Bill Frelick, the director of the refugee rights program for Human Rights Watch, said, “overwhelmingly we’re talking about people who are seeking protection and bear no ill will, and I would say in fact bear gratitude to anyone who’s willing to help them.”
This is not reality. It is a fiction that flies in the face of reality.
That same poll revealed that 66% of Syrian refugees believe ISIS is a product of foreign actors. And the overwhelming majority is opposed to United States involvement in the region.
And, given the conservative, anti-secular/Western nature of many devout Muslims, more than a few immigrant Muslim communities do not assimilate well, and instead form pockets, and, as in some cases, whole communities apart from their American neighbors.
Once considering the facts, it does seem there is substantial evidence that admitting refugees from Syria is simply taking on a risk that is too great, not merely in the short term, but in the long term as well.
But what about those lofty sentiments expressed by the Founders that many like to quote? Weren’t the Founders pro-immigrant? This is a subject that deserves its own treatment, and I commend Dr. Matthew Spalding’s 2006 manuscript entitled “Making Citizens: The Case for Patriotic Assimilation” for those who would like to think more deeply about the subject. But I think it’s important to at least address it in the context of this talk. So, “yes,” the Founders were pro-immigrant, but they did not throw prudence to the wind.
They understood that countries were not merely countries due to geographic borders, although that was part of it. But countries were held together by common heritages, traditions, political institutions, mores. And immigration here—and definitely citizenship was a weighty privilege—did not come without conditions. And so it was very important to the Founders that immigrants assimilated and abandoned previous loyalties.
For example, the Founders were especially concerned about non-English immigrants—like the Germans, French, and Dutch—because they did not share the same heritage or traditions with the English, or even with each other.

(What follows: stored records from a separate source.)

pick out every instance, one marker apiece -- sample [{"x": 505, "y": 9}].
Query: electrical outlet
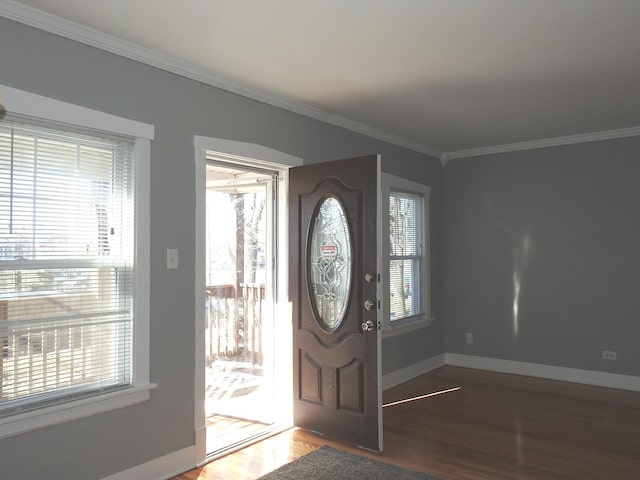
[{"x": 172, "y": 258}]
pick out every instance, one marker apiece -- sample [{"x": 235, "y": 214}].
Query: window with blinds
[
  {"x": 406, "y": 255},
  {"x": 66, "y": 263}
]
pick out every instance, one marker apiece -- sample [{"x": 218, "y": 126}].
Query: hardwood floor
[{"x": 497, "y": 426}]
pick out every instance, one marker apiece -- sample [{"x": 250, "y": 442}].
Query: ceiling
[{"x": 435, "y": 75}]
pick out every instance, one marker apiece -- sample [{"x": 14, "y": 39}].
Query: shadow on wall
[{"x": 521, "y": 255}]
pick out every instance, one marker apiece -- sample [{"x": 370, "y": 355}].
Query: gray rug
[{"x": 327, "y": 463}]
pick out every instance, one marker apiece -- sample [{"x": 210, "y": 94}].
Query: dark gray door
[{"x": 333, "y": 283}]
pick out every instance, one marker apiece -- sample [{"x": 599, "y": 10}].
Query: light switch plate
[{"x": 172, "y": 258}]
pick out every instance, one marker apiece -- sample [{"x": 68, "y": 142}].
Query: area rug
[{"x": 327, "y": 463}]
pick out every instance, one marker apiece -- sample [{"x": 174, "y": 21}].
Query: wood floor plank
[{"x": 496, "y": 426}]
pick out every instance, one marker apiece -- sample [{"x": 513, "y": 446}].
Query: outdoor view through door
[{"x": 241, "y": 377}]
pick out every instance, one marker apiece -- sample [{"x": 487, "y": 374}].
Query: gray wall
[
  {"x": 179, "y": 108},
  {"x": 564, "y": 223}
]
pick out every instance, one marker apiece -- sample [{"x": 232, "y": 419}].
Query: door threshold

Notably, these immigrants settled together in large groups, preserving for some time their own cultures and habits and did not mix well with the rest of the population. Jefferson thought "they should distribute themselves sparsely among the natives for quicker amalgamation." Washington agreed and thought that by settling in groups, immigrants would "retain the language, habits and principles (good or bad) which they bring with them. Whereas by an intermixture with our people, they, or their descendants, get assimilated to our customs, measures and laws: in a word, soon become one people."
In conclusion, having a pro-immigrant posture is truly American. But immigration to the United States is a privilege, not a right, and there is ample evidence to suggest the risk for accepting more Syrian refugees is simply unwise.
If Americans, especially Christians, feel compelled to do more to ease the suffering of Syria’s refugees, I recommend reaching out to private organizations doing wonderful meaningful work. My two favorites are Samaritan’s Purse and the International Missions Board.